ACT13 帰宅

 長い一日がようやく終わる。


 学校の授業が終わり、本来であれば放課後は友達とおしゃべりしながらダラダラと時間を浪費するという夢のプランがあったというのに女優、新田結衣としての仕事が入っていたために瑞樹たちの誘いを断らなければならなかった。


 まさに苦渋の決断! でも仕方がない。


 無茶を言って今の学校に通わせてもらっている私は、女優業はセーブするが仕事は今まで通り行うことを条件に今の環境を手に入れた。テレビのお仕事は好きなんだけど……。バイトが週5ってちょっと無理あるかな?


 とっさに瑞樹が「バイト?」と断る口実を作ってくれたからいいものの私一人ではあたふたするだけだっただろう。


 瑞樹にお礼言っとかなくちゃ。

 今週を乗り切れば当分、仕事は入っていない。


 もしこれが芸人さんとかタレントとして活動していたらレギュラー番組出演のために確実に一日潰すことになるだろう。自分が女優という道に進んだことに感謝する。


 今日のお仕事もドラマの番宣のためのバラエティー番組に出演だった。しばらくドラマに出演する予定はないから、たまにゲストとしてテレビに映る程度かな? あれ? 結構、ヒマじゃない?


 新しく出来た友達と遊ぶのも現実味を帯びてきた。

 でも、だからこそ長い間仕事(メディアへの露出)を控えていたら、いとも簡単に忘れ去られてしまう。


 女優とはそういう仕事なのだ。


 貪欲に役を勝ち取りに行かなくては主役級の役をもらうことなどできない。それなのに私は今、一般人を装い学校に通っている。もし週刊誌にでもこのことがバレたら……。


 新田結衣は芸能界(女優業)と距離を置きたいと業界関係者に認識されてしまう。

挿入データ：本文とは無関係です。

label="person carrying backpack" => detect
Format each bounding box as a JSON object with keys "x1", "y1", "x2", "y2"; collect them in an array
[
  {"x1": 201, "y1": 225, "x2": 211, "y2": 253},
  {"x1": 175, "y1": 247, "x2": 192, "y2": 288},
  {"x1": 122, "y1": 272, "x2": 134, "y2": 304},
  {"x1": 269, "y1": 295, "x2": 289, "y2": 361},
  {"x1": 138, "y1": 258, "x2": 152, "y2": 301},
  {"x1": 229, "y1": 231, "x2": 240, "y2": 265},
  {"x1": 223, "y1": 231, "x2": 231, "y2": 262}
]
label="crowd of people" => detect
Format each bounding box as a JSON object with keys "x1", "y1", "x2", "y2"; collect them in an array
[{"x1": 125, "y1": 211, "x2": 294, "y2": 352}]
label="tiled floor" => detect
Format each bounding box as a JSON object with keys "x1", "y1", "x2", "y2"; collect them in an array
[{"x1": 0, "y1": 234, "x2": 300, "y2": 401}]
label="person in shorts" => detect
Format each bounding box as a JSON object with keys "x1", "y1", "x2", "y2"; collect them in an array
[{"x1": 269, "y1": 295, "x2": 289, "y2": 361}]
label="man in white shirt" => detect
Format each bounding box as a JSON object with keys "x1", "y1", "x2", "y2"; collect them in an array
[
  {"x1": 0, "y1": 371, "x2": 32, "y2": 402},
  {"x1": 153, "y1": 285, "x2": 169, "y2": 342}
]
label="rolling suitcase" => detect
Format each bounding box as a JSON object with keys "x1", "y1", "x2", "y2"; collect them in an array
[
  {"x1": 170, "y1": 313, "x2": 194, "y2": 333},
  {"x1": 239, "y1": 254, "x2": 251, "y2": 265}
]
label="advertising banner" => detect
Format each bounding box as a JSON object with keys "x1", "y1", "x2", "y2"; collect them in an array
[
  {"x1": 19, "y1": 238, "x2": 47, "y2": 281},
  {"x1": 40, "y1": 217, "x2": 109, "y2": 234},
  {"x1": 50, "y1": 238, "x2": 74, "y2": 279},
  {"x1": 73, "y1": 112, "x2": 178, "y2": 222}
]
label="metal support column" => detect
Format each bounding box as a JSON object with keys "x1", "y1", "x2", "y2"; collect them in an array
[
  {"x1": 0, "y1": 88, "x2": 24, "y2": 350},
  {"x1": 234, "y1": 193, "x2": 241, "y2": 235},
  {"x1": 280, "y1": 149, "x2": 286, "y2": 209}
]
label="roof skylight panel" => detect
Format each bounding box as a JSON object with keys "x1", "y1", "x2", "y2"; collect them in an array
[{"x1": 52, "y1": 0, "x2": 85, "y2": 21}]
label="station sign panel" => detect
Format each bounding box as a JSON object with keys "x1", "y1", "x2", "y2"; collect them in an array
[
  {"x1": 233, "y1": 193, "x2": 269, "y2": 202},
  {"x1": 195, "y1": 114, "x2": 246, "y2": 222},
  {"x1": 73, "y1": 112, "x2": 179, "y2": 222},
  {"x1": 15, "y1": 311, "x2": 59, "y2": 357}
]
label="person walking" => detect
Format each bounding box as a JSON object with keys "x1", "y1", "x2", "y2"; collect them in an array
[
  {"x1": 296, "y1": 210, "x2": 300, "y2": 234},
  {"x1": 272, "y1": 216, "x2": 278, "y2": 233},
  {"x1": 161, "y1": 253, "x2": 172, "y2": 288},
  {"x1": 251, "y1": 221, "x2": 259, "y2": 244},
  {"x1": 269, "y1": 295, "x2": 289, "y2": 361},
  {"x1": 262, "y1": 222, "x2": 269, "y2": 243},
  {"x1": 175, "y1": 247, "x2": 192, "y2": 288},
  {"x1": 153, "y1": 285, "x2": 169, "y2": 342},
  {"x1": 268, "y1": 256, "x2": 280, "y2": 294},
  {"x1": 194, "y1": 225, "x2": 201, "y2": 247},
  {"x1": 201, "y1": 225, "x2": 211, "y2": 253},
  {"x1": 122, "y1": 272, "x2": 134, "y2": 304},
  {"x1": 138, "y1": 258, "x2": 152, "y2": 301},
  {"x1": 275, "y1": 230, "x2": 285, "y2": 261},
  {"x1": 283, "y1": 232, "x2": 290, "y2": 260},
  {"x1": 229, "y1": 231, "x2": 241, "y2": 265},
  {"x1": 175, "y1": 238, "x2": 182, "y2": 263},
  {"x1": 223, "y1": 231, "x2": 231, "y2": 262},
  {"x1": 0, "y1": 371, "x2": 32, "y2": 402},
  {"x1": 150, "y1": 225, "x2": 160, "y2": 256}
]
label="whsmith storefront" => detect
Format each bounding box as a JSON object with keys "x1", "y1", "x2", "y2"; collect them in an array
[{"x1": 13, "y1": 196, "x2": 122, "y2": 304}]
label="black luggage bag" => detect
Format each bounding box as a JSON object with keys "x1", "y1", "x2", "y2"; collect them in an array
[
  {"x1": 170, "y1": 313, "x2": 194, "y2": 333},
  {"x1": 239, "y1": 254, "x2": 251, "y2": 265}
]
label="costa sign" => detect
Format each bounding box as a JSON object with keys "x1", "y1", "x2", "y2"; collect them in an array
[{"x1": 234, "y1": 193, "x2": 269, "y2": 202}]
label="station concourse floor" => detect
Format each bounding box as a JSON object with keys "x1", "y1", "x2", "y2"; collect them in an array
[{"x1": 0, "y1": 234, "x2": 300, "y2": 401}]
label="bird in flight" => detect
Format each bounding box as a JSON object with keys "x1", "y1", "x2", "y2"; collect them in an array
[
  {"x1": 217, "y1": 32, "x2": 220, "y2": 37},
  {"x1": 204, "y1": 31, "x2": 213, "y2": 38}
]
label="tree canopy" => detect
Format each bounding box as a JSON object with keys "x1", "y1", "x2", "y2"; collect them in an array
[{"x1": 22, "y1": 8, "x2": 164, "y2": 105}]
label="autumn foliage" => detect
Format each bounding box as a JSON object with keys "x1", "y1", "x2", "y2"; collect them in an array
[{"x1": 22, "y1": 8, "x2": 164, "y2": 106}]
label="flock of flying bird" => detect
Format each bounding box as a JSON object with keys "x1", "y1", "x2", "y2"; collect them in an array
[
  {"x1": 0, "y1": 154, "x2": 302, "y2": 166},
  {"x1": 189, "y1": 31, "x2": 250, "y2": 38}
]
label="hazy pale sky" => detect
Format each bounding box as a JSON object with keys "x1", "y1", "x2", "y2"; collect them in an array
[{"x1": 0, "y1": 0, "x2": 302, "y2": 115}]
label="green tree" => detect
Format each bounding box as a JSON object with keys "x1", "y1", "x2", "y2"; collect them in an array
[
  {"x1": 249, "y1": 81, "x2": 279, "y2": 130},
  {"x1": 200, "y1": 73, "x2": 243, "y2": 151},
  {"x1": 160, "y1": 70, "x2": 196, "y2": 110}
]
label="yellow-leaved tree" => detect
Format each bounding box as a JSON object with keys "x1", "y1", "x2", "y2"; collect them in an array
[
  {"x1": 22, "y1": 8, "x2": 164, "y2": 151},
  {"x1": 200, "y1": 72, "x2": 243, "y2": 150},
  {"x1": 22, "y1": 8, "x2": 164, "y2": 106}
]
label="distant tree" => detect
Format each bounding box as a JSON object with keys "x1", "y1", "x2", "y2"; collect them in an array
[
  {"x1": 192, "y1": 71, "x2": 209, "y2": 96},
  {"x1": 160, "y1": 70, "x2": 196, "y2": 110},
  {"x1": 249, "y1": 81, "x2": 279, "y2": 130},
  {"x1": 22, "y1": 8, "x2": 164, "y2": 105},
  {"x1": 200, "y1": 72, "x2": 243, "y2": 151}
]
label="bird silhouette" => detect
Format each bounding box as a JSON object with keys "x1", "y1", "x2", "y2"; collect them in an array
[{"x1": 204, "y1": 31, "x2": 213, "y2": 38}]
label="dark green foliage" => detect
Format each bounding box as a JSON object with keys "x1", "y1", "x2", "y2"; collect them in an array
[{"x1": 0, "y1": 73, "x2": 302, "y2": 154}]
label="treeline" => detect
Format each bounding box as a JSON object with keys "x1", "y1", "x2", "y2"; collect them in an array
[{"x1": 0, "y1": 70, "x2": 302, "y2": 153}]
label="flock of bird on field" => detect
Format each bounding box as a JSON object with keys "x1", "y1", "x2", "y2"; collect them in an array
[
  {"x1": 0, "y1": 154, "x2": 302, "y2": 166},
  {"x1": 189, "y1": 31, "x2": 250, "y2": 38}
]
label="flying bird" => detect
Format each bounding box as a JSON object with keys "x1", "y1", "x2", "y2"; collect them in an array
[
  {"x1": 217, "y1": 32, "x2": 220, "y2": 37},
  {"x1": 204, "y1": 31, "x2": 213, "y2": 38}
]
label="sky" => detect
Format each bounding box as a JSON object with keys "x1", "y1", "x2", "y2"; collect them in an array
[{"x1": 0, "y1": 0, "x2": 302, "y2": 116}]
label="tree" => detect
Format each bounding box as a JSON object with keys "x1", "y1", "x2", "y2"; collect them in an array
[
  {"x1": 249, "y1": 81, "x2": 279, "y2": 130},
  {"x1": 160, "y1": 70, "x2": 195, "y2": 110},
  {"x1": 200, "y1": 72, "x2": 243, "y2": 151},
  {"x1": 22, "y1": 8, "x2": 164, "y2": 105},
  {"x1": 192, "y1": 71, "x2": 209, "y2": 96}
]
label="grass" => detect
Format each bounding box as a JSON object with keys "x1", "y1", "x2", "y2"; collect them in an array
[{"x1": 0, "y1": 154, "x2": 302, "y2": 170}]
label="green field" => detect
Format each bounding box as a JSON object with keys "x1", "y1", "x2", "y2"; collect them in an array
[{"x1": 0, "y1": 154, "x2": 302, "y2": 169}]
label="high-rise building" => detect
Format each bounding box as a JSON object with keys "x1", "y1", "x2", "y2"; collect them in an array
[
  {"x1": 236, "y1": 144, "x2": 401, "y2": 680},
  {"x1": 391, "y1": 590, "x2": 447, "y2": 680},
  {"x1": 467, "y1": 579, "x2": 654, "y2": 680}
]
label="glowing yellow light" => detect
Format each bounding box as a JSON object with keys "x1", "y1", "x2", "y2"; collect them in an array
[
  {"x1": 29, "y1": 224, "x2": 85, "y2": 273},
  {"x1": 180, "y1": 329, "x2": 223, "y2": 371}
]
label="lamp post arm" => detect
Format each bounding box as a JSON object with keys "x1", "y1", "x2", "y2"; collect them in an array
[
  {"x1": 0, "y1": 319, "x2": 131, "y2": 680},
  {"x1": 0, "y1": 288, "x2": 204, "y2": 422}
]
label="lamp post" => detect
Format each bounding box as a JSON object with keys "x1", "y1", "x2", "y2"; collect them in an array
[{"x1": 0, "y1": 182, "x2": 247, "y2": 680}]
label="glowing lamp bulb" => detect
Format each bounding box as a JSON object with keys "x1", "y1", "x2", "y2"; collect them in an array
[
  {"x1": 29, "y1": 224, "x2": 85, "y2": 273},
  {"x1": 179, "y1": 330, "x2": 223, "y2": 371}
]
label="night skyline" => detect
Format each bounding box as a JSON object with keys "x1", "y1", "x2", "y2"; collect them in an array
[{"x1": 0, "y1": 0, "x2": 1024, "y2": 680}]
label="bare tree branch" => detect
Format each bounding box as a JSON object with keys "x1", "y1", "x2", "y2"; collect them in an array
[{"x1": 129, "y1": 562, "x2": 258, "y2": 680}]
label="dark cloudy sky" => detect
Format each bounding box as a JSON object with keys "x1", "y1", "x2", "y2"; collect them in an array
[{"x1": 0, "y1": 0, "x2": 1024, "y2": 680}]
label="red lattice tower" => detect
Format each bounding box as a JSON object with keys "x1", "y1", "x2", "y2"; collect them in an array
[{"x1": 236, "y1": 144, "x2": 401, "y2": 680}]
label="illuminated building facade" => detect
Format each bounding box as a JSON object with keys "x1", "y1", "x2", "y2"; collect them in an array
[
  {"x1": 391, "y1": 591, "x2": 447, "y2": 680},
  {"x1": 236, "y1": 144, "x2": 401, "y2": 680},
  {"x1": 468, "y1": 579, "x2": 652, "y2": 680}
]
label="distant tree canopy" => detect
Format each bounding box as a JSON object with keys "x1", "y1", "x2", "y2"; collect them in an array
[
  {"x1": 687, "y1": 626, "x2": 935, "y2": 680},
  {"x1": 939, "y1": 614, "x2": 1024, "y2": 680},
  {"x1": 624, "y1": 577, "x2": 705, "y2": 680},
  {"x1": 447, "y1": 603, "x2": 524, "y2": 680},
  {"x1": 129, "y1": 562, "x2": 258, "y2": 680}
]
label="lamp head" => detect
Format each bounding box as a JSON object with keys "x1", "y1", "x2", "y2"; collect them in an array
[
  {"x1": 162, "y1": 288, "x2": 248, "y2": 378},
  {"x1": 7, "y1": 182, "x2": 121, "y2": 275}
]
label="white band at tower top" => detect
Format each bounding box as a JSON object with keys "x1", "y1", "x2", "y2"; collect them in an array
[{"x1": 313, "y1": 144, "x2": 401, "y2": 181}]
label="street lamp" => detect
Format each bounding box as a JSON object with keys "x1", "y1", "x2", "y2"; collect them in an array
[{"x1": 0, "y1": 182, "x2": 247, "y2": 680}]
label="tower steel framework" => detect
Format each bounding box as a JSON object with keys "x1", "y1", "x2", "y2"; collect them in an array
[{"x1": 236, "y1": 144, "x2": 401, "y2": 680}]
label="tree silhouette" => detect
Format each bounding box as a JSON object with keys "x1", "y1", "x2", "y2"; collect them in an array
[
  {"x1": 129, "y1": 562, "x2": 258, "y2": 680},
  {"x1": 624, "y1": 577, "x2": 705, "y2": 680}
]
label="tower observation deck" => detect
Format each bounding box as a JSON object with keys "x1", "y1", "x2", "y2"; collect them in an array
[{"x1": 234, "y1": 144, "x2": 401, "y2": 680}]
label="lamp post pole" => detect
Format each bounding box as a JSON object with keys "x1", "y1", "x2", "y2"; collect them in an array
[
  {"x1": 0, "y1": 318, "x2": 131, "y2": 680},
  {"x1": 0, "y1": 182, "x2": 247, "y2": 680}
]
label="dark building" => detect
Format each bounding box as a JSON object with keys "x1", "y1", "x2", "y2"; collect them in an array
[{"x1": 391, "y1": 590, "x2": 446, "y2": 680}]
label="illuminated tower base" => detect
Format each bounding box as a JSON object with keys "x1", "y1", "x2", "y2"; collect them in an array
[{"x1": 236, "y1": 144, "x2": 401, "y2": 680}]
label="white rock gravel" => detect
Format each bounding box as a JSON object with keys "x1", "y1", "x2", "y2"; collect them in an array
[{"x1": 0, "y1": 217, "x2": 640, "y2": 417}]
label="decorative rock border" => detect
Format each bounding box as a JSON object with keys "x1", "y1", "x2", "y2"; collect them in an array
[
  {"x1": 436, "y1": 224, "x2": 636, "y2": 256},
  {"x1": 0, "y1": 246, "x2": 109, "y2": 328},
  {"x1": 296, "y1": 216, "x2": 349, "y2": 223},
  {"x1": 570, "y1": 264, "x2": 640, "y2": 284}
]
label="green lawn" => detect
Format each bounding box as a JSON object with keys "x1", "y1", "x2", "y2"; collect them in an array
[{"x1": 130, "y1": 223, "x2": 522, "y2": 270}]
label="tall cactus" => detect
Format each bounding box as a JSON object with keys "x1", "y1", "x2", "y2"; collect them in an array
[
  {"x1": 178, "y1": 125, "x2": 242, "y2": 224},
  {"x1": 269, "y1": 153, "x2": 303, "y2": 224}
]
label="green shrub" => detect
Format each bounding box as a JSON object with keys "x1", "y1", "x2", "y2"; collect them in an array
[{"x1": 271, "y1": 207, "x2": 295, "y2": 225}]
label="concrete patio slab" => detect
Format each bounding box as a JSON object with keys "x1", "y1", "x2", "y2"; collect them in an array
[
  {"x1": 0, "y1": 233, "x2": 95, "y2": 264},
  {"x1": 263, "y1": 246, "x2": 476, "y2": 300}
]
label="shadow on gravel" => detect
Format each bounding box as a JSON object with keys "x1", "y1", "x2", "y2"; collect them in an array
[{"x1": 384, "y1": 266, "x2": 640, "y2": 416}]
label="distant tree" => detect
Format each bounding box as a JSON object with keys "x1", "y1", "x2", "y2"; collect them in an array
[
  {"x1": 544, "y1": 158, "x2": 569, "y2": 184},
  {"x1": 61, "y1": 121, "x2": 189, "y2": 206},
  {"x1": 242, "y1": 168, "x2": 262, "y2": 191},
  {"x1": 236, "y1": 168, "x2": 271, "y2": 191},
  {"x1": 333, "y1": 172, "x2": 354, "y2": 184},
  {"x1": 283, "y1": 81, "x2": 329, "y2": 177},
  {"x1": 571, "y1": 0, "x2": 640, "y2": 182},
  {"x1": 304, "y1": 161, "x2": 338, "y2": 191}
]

そうなれば新田結衣へのオファーは減り、次第にテレビから消え、芸能界を去るなんてことになりかねない。


 踏ん張りどころだぞ私、と自分で自分を鼓舞する。


「着いたわよ」

 運転席からの声に外を見る。


 あっ、家だ。

「ほら、明日も早いんだからさっさと帰って寝なさい」

 高野さんってお母さんみたい。


 車のドアを開けてもらい玄関までの数メートルをエスコートしてもらう。


 高野さんが玄関のドアを開けると、

「お帰りなさい。結衣」


「ああ、うん。ただいまお母さん」


「高野さんもご苦労様でした」


「いえ」

 短く返事をすると高野さんは、「ちゃんと休みなさいよ」と言って車に引き返していく。


「学校はどうだった?」


「うん。楽しかったけど、ちょっと疲れた……」


「お風呂沸いてるわよ」


「うん……入る……」

 閉まったドア越しに車のエンジンがかかる音がする。


 しばらくその場にとどまっていた音が少しずつ遠くに感じられ、しばらくすると何も聞こえなくなった。


 *


 目を開けると高野さんの顔があった。

「おはよう」


「おはようございます?」


 何で高野さんがいるのだろう?


「高野さん帰ったんじゃ?」


「帰ったわよ5時間前に。そして今、貴方を迎えに来ているの」


 ……迎え?


「学校に行くわよ結衣」


 ウソ……どうしよう。宿題してない。

 ていうか私いつ寝た?


 最早、睡眠というより気を失っていたと言う方がしっくりくるのかもしれないが、玄関先で眠りに就いたらしい私は、昨日渡された課題のプリントを一切していない。


 どうしよう……。

 私の焦燥をよそに課題提出時間は刻々と迫っていた。

 絶望的だ。


 学校までの車中、高野さんに課題の答えを教えてもらおうと思っていたのに、「自分で考えなきゃ課題の意味がないでしょ」と一蹴いっしゅうされ、私はさらに絶望的な気分になった。


 もう、マジでダメだ……終わった……。